Among the applications of NGS, THS is still widely used for the best cost performance in clinical molecular diagnosis. With the growing awareness that the various genome variants (from SNPs and InDels to structural and numeric variants) may contribute to disease risks, the ability to reveal the comprehensive molecular profile should be emphasized. Although high coverage WGS can identify all kinds of variants in a single assay, the high cost makes it hard to be put into clinical practice at least by now. Hence, the integrated approaches may be actually practical in most labs.
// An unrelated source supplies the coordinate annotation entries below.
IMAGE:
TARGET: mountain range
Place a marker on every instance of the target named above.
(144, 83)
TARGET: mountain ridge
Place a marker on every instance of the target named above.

In this case, in-depth analysis of THS data revealed a homozygous deletion of a region including exon 37 with the surrounding exons heterozygous deleted. To further locate the precise breakpoint at base level, we cross validated the variants via orthogonal methods. Sanger sequencing was the first one thought to capture the CNVs. It is easy to locate the breakpoints of short copy number deletion. But for longer ones, it is time-consuming and laborious to design primers to capture the obscure target. In this situation, genome-wide CNV analysis should be applied. Currently, in clinical routine practice, chromosomal microarray analysis (CMA), including array CGH and SNP array, has been considered as the first-tier approache. But the SNP array we performed could not clearly figure out the two submicroscopic fragment deletions.

WGS has improved the detection sensitivity of genetic abnormalities with unprecedented resolution to base level when the breakpoint can be captured into some split-reads. According to Bo Zhou et al., even just 1× coverage with short insert paired-end WGS outperforms most arrays [20]. In our study, we took the advantage of low WGS to identify the compound heterozygous deletions of FANCA gene quickly and accurately. We adopted both 3× and 10× WGS to cope with the longer CNV. As expected, both sequencing coverages could identify the focal FANCA deletions with similar resolution, though the higher coverage could capture the exact breakpoints through split reads. From the perspective of CNVs and balanced structural variants, the shallow sequencing has more potential to be translated into clinical applications [21].

Although it is prevalent to integrate multiple technologies to reveal comprehensive molecular profiles, there is also a trend to obtain the comprehensive profile of the entire genome in one single assay with the benefit of both time and cost, which attaches most importance to the clinical accessibility. With the decreasing cost and algorithm development of NGS, some comprehensive solutions are emerging [22, 23]. Theoretically, WGS possesses the ability to resolve all variant types, but the current bioinformatics algorithms and sequencing technology should be further improved to resolve more complex variants besides SNPs and InDels, such as interchromosomal translocation and intrachromosomal segmental deletion with insertion of other arbitrary genome fragments. We envisage a perfect molecular test capable of obtaining patients’ comprehensive molecular profiles speedily and accurately in a single assay with great financial benefit.